All ropes that are being used in the XXI-st century for sailing have a synthetic fibre base and are supplied in various diameters, depending on their task.
There are 4 principal applications:
- General Purpose - These include narrow diametre lines for uses such as outboard starter, whipping twine, leech lines.
- Sheets - these need to be easily handled, soft for the hands, flexible and non-kinking. Their diametre range from 10-16 mm. Recently colour coding was intrudiced to ease the differentiating between main sail, jib, spinnaker ropes.
- Halyards and controls - These need the best possible strength-to-weight ratio with a minimum stretch. They should be easily coiled; diameter: from 8 mm upwards.
- Anchoring lines - they must be soft and flexible (especially to the hands). When choosing brands, you should have in mind good abrasion and suitability for splicing.
Rope Care.
This is a very important issue. Probably you are convinced already that each and every part of the vessel is important for the role it performs, and needs to work on full capacity at all times. Since ropes are so vitally important, you have to know these tips:
- Ensure ropes are correctly sized. If the rope is too big, you can decrease it, but mind that there is a special procedure for doing that, you must not just cut it and leave it like that. Most of the times it is advisable that you don't cut it, but decrease the size with a knot. You never know when a longer rope will be necessary.
- Make regular checks of the ropes along their whole length.
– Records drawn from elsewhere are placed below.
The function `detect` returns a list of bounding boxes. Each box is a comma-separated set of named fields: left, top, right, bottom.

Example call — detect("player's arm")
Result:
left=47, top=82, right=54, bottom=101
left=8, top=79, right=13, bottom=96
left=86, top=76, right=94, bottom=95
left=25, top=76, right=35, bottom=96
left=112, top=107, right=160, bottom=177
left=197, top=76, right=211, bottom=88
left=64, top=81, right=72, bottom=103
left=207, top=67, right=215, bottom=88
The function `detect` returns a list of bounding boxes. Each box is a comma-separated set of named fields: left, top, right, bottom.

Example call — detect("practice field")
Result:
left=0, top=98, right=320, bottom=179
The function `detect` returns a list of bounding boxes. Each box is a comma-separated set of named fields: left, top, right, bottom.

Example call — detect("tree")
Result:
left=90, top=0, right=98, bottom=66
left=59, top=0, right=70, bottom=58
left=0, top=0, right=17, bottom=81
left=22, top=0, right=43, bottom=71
- Beware of sharp edges on blocks, cheats, winches and other hardware.
- Ropes should be periodically washed with mild soap to prevent the effects of the salt crystals.
- damaged rope must be completely replaced - no compromise about that! Where possible, you can cut out the broken part and splice the place with a new section.
Rope safety: Beware of rope burn. Never let a rope run quickly through an unprotected hand. Any rope with a synthetic concent is potentially dangerous; the cheap kind of colourful nylon rope that fishermen use is the most dangerous of all. If a rope wants to run, take turn round the hand - in a special way (ask a more experienced person to show you the move), or just let go of the rope.
It is always much better to handle it with gloves.
If you wear glasses, put them on a string, or secure them in some way, because the rope may flick them out of your face.
Do not sit or step on a rope.
The rope clutch - also called spin lock - is a unique and extremely useful holding system that has entered all types of sailing - from racing to cruising for pleasure. Rope clutches are particularly handy for halyards and control lines.
The clutch is a mechanical device and you must make sure it wors properly on a regular basis. Flushing with fresh water will prevent the accumulation of corrosive salt. Teflon lubricant from time to time will decrease pressure.